A Palomino neanche avremmo dovuto fermarci. Ci restiamo invece quattro notti, schifando Santa Marta, rinunciando all’isola di Barù, dimenticando persino la piccola Minca che tutti descrivono come una gemma dell’entroterra. Sfiniti dall’esperienza guajira, ci schiantiamo in spiaggia nonostante i nuvoloni, ubriachi d’ozio, consapevoli che manca meno di una settimana al ritorno e che il tempo passa rapido come un colibrì ingordo di fiore in fiore.

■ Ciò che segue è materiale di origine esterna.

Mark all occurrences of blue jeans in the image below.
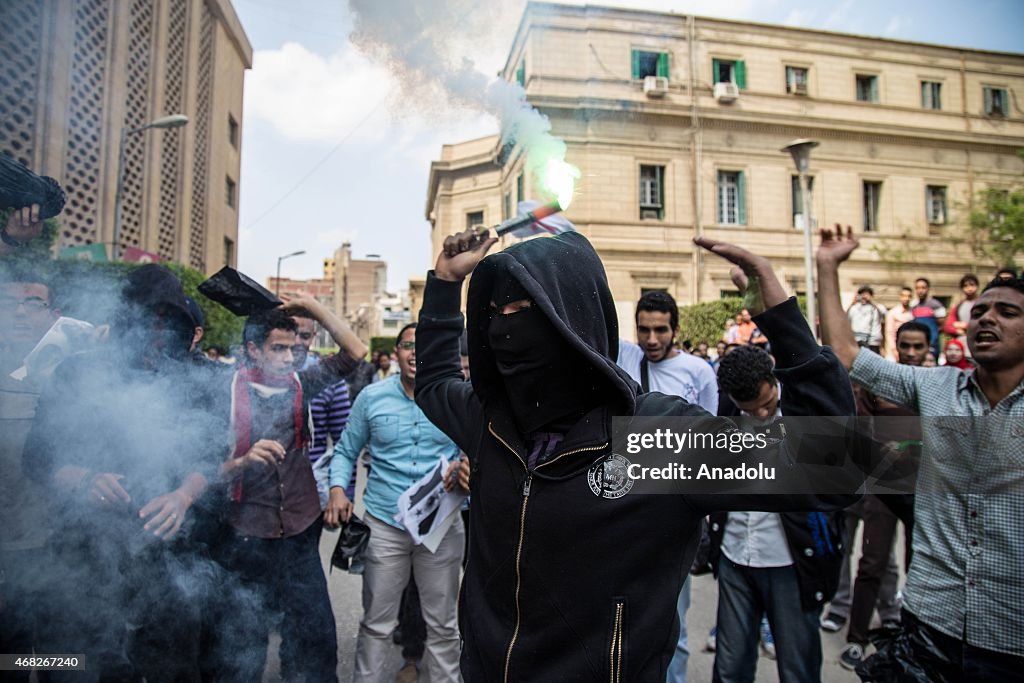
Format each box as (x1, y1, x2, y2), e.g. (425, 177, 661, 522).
(666, 575, 692, 683)
(713, 556, 822, 683)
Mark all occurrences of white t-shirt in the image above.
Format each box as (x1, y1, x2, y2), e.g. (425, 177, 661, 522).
(617, 340, 719, 414)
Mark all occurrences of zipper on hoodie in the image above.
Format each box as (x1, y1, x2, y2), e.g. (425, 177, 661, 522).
(488, 421, 610, 682)
(609, 601, 624, 683)
(503, 471, 532, 683)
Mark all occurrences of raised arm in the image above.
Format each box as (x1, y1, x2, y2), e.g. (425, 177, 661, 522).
(280, 293, 368, 361)
(815, 226, 861, 370)
(694, 236, 854, 416)
(414, 229, 496, 452)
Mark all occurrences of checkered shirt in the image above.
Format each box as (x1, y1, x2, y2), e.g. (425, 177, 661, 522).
(851, 347, 1024, 657)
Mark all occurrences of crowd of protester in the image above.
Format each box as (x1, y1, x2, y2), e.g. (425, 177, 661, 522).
(2, 195, 1022, 683)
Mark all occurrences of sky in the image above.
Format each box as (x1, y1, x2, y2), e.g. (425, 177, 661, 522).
(234, 0, 1024, 292)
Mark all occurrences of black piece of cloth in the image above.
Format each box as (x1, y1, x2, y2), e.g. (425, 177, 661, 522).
(0, 154, 65, 219)
(488, 305, 598, 433)
(859, 609, 1024, 682)
(198, 266, 281, 316)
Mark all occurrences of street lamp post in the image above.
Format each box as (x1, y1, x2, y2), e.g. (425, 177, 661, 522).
(112, 114, 189, 261)
(276, 250, 306, 295)
(781, 138, 820, 335)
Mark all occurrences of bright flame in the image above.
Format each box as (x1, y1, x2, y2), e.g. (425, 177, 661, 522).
(538, 158, 580, 210)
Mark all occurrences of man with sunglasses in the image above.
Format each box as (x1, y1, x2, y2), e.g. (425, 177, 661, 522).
(325, 323, 466, 683)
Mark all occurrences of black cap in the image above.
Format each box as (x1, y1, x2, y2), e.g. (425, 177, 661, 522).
(184, 297, 205, 328)
(198, 267, 282, 316)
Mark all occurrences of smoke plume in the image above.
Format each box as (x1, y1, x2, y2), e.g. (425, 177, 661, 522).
(347, 0, 573, 200)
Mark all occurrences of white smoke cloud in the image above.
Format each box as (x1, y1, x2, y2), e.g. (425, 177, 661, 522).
(245, 42, 396, 144)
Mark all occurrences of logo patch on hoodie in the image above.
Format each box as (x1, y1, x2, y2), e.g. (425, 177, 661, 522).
(588, 454, 634, 499)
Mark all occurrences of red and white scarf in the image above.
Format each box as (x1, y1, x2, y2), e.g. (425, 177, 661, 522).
(229, 366, 305, 502)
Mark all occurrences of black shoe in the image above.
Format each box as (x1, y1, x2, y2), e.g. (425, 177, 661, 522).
(839, 643, 865, 671)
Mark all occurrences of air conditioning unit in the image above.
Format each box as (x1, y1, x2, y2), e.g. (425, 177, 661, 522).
(643, 75, 669, 97)
(792, 82, 808, 96)
(713, 81, 739, 103)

Troviamo una stanza che sembra una casa, con un giardinetto tutto per noi, due gatti di Satana con cui l’ing fa subito amicizia e la grafomane no, e la chiesa della Pentecoste all’altro lato della strada, dove la domenica mattina alle 7 partono i cori e vanno avanti fino a sera, e chissenefrega se i turisti in vacanza vogliono dormire.
Ma a sedurci è proprio il menefreghismo che Palomino ostenta nei nostri confronti. Quattro anni fa qui non c’era niente, ci racconta il ragazzo che ci accompagna a fare tubing sul fiume (sì, di nuovo. Ma questa volta va meglio che a Vang Vieng). Bastavano 3 mila euro per comprare un lotto di terreno, quando oggi ce ne vogliono almeno 30 (e sticazzi, diremmo noi con la tentazione di staccare un assegno). Poi qualcuno ha fiutato il business. Ora Palomino ha una lunga strada non asfaltata, che da quella principale dove fermano i bus arriva fino al mare. Ogni due metri c’è un ostello che offre amache e lezioni di yoga, ogni tre un ristorante con opzioni vegetariane. Ma basta prendere una via laterale e il regno dei gringos svanisce, basta un acquazzone per trovarsi nel pantano come a Giochi senza frontiere. Dai locali di comida rapida si alza il fumo del fritto cattivo, quello a taniche di olio del motore. Arepas al colesterolo e salsiccioni tre gusti (porco, bove e tua nonna) sfrigolano su griglie che l’Oms metterebbe fuorilegge, mentre ragazzini di 14 anni impennano in moto a fari spenti nella notte e i fratellini minori imparano a guidare scarrozzando gli amichetti festanti. Dalle case viene musica a palla, dagli alberi carichi cadono mango maturi (e ogni volta tu li schivi per miracolo e pensi a quei 3 euro a vaschetta che spendi all’Esselunga). Giù al fiume, mentre noi passiamo galleggiando sui nostri copertoni innamorandoci dell’effetto infinity pool dove l’acqua dolce incontra il mare, intere famiglie si insaponano, si sciacquano, ci fanno ciao con la mano.
Persino il parco Tayrona, che è pur sempre uno spettacolo di selva e spiagge da conquistare con il sudore della fronte (letteralmente), passa in secondo piano rispetto a Palomino. Dove un wifi che funzioni decentemente non c’è, né l’ombra di un bancomat, o un locale che resti aperto due sere di fila. In compenso abbiamo amache e tramonti, tramonti e amache, e Signo’ (la signora, padrona di casa) che al mattino ci frigge tutto quello che le capita a tiro. Non rischiassimo l’ostruzione delle arterie – peggio, non dovessimo tornare a Milano – resteremmo qui per sempre.